Composite Types

Prev: Type Systems Next: Subroutines and Control Abstraction

Prev: Type Systems Next: Subroutines and Control Abstraction

8.1 Check Your Understanding

  1. What are struct tags in C? How are they related to type names? How did they change in C++?
  2. How do the records of ML differ from those of most other languages?
  3. Discuss the significance of “holes” in records. Why do they arise? What problems do they cause?
  4. Why is it easier to implement assignment than comparison for records?
  5. What is packing? What are its advantages and disadvantages?
  6. Why might a compiler reorder the fields of a record? What problems might this cause?
  7. Briefly describe two purposes for unions/variant records.

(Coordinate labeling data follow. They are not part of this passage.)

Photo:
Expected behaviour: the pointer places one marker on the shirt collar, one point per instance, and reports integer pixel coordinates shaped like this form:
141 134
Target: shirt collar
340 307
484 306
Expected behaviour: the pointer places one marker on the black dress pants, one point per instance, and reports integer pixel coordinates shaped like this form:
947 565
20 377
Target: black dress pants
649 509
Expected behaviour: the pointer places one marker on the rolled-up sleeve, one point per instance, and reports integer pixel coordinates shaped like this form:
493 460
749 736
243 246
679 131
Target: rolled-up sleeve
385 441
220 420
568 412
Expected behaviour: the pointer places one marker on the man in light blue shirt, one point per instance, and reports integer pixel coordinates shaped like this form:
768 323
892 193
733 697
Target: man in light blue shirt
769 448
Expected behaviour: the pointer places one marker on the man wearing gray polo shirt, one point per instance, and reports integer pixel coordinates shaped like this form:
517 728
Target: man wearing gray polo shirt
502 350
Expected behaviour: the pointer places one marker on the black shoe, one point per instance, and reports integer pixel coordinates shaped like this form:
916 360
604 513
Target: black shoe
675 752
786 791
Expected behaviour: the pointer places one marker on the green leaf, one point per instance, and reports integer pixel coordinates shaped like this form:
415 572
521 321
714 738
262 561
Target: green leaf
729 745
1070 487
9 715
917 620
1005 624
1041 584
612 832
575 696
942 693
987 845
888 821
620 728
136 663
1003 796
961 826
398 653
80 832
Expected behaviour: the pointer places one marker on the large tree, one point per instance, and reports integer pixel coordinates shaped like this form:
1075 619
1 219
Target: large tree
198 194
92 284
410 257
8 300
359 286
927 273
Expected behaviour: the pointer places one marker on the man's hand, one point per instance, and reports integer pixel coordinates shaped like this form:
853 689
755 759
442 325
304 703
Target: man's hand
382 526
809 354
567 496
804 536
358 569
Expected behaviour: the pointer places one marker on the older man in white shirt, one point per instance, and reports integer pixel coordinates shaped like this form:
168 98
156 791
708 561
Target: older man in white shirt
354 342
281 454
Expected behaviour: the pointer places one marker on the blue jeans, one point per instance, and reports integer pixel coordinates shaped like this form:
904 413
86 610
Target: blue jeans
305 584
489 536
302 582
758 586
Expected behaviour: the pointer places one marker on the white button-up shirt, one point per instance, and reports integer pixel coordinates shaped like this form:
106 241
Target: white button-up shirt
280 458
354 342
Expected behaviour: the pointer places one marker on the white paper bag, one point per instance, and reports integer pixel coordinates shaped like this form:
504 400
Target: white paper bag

8.2 Check Your Understanding

  1. What is an array slice? For what purposes are slices useful?
  2. Is there any significant difference between a two-dimensional array and an array of one-dimensional arrays?
  3. What is the shape of an array?
  4. What is a dope vector? What purpose does it serve?
  5. Under what circumstances can an array declared within a subroutine be allocated in the stack? Under what circumstances must it be allocated in the heap?
  6. What is a conformant array?
  7. Discuss the comparative advantages of contiguous and row-pointer layout for arrays.
  8. Explain the difference between row-major and column-major layout for contiguously allocated arrays. Why does a programmer need to know which layout the compiler uses? Why do most language designers consider row-major layout to be better?
  9. How much of the work of computing the address of an element of an array can be performed at compile time? How much must be performed at run time?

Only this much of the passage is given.